Creating false memories is easy
Check out the abstract to a paper posted last month where the researchers created false memories in people.
They gave participants made-up stories and pictures and asked people if they remembered them. About half the people “remembered” events that never happened. About a quarter “remembered” seeing the story on the news.
People remembered stories that fit their political orientation better than ones that challenged them.
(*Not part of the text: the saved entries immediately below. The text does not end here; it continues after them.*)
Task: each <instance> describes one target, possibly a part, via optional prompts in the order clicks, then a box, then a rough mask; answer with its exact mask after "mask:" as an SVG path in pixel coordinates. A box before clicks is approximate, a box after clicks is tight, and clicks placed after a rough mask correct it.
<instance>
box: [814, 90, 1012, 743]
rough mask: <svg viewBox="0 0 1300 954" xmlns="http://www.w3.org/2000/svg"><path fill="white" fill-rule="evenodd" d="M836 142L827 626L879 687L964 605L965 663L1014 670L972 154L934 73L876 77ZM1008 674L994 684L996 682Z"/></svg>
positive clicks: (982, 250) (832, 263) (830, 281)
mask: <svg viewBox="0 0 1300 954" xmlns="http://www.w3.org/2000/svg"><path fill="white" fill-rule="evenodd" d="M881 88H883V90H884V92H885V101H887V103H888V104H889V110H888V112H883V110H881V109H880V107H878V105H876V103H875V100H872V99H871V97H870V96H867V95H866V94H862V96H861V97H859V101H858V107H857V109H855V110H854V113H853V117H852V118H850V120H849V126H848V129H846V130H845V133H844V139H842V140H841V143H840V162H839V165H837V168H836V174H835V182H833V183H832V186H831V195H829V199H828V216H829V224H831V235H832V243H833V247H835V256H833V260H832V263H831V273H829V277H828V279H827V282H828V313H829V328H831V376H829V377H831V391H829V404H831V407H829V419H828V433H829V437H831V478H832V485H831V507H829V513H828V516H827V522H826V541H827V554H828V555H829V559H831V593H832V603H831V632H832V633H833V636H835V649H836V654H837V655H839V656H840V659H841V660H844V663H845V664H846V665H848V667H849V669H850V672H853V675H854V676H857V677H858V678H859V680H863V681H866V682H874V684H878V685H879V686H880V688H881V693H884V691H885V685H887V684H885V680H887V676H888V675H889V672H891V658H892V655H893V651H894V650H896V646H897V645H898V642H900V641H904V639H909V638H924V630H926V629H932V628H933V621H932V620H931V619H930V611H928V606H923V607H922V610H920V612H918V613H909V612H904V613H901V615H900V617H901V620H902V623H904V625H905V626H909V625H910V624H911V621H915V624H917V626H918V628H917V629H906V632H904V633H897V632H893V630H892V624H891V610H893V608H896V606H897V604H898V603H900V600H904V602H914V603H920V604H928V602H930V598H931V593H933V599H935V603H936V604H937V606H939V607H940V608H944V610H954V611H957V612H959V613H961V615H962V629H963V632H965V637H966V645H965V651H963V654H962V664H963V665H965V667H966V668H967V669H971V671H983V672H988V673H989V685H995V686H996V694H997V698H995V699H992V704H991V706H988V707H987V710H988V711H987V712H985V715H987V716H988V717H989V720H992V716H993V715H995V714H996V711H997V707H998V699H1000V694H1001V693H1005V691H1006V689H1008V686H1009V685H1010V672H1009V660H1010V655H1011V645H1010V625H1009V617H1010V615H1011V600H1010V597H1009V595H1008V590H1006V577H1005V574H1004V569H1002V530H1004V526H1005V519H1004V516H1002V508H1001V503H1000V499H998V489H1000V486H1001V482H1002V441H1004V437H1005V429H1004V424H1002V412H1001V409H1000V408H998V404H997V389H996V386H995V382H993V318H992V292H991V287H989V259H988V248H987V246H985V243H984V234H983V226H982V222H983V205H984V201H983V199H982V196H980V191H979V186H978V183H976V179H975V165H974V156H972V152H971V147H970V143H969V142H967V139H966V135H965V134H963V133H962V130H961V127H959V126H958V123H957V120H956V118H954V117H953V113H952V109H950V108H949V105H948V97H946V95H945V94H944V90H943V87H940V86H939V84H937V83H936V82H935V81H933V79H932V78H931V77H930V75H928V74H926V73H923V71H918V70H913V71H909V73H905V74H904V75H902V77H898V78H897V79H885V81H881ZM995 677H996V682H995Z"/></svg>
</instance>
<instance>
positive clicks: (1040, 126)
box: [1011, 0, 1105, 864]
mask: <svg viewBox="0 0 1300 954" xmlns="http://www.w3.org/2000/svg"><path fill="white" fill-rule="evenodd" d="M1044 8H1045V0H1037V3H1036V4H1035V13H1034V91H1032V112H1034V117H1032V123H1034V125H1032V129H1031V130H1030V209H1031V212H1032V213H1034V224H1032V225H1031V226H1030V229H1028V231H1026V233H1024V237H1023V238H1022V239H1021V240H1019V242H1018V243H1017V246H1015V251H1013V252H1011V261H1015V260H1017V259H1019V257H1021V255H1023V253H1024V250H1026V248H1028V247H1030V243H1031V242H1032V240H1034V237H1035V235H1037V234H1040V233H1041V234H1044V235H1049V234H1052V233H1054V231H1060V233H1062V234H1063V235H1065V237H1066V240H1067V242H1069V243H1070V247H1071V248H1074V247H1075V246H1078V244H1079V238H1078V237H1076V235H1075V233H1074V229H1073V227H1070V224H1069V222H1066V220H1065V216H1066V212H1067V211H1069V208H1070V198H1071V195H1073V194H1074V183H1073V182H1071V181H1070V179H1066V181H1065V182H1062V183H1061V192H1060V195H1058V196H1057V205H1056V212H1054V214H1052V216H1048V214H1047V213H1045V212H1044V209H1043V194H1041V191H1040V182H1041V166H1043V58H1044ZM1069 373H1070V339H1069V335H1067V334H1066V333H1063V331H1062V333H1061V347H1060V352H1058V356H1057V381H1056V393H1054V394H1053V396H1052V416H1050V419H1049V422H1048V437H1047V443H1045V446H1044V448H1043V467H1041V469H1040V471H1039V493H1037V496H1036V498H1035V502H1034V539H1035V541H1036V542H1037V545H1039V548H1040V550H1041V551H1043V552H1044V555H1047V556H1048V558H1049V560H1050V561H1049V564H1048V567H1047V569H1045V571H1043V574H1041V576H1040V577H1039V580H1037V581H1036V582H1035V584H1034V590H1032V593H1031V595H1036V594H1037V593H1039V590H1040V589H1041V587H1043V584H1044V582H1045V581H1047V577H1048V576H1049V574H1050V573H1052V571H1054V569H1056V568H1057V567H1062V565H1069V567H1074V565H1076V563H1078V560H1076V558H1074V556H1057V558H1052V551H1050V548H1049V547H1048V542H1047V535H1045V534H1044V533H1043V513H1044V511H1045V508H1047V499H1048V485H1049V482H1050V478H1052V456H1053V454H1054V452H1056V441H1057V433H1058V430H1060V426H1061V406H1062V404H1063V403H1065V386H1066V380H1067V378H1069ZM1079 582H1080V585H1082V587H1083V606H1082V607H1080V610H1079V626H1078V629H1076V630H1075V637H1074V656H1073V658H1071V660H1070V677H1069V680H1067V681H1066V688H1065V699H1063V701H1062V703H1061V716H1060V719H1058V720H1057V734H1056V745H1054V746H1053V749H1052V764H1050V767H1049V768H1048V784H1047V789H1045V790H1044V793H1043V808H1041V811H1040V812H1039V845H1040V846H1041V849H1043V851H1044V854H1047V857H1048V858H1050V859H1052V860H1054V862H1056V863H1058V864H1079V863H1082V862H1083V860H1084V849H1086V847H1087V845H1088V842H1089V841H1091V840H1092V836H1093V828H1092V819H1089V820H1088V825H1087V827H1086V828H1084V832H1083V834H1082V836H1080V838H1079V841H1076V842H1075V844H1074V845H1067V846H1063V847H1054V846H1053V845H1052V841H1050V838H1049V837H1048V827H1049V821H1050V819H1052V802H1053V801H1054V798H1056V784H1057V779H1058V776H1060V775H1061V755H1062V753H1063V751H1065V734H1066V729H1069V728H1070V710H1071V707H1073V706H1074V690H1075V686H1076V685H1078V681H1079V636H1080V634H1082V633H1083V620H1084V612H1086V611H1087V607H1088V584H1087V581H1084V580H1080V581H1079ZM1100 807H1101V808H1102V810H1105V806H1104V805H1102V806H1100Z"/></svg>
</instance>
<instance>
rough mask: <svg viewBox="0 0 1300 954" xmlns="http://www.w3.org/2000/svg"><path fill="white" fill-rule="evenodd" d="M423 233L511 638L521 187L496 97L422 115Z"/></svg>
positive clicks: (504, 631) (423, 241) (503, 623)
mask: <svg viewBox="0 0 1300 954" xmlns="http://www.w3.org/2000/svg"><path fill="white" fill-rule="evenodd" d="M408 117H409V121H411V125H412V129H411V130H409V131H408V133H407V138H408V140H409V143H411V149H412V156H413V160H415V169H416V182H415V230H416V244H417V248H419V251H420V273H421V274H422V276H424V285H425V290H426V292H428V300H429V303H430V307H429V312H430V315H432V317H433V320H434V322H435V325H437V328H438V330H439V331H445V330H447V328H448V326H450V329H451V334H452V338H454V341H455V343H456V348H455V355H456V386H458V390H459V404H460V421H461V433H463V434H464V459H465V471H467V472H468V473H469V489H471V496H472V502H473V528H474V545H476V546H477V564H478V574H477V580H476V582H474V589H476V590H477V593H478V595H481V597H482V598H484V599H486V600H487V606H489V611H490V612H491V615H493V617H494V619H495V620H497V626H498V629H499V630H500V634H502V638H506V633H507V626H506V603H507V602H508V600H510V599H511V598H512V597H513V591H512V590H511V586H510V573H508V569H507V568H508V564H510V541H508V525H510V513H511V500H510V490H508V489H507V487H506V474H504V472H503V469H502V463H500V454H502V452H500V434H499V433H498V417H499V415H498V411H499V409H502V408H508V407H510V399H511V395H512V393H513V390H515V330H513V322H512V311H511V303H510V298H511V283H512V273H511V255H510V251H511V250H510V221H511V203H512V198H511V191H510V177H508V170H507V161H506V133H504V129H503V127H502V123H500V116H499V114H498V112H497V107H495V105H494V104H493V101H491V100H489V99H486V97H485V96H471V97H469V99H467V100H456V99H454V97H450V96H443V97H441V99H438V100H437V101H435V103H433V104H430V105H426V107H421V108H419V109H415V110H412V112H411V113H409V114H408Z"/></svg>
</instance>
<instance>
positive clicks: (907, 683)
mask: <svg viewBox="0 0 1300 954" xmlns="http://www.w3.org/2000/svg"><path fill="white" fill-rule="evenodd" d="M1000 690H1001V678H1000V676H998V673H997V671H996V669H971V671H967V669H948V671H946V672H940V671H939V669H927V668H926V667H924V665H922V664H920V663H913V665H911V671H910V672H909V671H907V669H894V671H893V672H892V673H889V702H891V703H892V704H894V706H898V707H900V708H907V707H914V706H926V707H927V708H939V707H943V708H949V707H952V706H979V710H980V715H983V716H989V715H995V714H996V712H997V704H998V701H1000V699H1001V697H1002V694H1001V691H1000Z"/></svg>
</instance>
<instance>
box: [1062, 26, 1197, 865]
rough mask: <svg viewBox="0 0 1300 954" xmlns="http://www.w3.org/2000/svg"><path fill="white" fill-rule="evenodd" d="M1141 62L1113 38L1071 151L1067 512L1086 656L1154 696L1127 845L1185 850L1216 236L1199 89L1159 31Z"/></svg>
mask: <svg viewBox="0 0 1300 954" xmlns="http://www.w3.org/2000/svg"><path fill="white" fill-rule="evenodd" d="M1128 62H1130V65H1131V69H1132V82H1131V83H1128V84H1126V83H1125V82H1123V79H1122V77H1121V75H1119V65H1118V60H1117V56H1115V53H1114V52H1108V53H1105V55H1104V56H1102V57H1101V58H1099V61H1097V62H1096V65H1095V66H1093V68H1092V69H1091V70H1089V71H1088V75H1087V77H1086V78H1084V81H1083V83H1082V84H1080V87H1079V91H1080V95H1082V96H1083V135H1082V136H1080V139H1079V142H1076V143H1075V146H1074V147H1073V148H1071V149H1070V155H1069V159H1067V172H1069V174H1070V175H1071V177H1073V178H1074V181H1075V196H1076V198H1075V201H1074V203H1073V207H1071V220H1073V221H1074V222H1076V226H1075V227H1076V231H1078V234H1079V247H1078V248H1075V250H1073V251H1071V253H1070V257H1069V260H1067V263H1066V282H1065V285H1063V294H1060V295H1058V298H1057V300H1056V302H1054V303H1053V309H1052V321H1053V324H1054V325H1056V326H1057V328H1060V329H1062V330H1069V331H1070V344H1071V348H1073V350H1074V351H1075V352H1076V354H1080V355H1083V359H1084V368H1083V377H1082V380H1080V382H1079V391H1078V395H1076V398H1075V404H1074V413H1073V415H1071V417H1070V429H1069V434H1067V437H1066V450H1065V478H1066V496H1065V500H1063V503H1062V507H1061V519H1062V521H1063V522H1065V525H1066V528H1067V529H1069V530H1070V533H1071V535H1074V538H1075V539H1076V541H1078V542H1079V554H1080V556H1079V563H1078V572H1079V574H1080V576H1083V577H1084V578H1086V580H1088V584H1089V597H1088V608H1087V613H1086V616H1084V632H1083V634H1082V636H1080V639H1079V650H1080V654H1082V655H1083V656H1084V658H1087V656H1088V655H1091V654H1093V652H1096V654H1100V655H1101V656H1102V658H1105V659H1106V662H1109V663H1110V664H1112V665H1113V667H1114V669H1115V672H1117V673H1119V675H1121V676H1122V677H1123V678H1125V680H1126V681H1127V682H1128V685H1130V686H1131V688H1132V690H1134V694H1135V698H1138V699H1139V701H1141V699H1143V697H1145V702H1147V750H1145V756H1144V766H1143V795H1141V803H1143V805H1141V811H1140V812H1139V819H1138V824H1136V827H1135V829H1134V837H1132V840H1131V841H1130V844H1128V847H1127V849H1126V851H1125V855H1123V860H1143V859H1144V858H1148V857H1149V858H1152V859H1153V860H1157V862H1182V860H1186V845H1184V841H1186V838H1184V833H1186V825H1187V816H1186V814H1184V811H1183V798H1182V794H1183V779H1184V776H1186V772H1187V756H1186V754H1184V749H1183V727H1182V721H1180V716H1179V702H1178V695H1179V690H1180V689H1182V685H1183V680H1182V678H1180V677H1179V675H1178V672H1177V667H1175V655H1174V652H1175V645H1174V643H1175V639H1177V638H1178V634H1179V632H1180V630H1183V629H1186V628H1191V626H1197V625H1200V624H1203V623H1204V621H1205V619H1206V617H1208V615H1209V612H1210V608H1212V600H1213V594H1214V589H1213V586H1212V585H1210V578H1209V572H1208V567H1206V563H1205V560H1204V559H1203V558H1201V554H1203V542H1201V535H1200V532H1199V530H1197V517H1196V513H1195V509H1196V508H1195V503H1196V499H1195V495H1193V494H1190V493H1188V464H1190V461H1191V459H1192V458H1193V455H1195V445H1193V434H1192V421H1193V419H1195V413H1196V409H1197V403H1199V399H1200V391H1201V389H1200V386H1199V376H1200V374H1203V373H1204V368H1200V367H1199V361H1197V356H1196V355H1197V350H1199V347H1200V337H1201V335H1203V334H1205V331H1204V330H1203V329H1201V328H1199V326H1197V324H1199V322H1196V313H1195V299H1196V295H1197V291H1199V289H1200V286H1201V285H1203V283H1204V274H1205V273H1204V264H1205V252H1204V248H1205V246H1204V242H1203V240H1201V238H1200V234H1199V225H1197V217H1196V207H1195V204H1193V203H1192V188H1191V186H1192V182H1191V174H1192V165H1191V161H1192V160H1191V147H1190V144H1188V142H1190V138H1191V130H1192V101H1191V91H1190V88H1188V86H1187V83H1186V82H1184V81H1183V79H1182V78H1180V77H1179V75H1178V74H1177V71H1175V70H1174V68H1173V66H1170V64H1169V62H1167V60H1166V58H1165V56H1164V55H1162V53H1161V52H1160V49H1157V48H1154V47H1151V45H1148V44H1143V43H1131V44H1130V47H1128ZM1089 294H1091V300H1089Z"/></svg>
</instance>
The stories in this study were all political. The paper (downloadable from the link above) describes other research in this area and some history and their motivation. How much emotion a story evokes seems to contribute to how memorable it is, even if made up.
Here’s the abstract:
In the largest false memory study to date, 5,269 participants were asked about their memories for three true and one of five fabricated political events. Each fabricated event was accompanied by a photographic image purportedly depicting that event. Approximately half the participants falsely remembered that the false event happened, with 27% remembering that they saw the events happen on the news. Political orientation appeared to influence the formation of false memories, with conservatives more likely to falsely remember seeing Barack Obama shaking hands with the president of Iran, and liberals more likely to remember George W. Bush vacationing with a baseball celebrity during the Hurricane Katrina disaster. A follow-up study supported the explanation that events are more easily implanted in memory when they are congruent with a person’s preexisting attitudes and evaluations, in part because attitude-congruent false events promote feelings of recognition and familiarity, which in turn interfere with source attributions.
Personally I find this stuff fascinating — that the mind doesn’t always work how you expect. Since one of my major goals in this page is to improve yourself, I’ll point out that you can use this effect to your advantage.
The research shows, among other things, confirmation bias. When you want to change your beliefs, you can use things like this to drive confirmation bias in your favor, to cause yourself to take on new beliefs and forget old ones.
People think changing their beliefs is hard or impossible. This study suggests otherwise and gives ways to do so.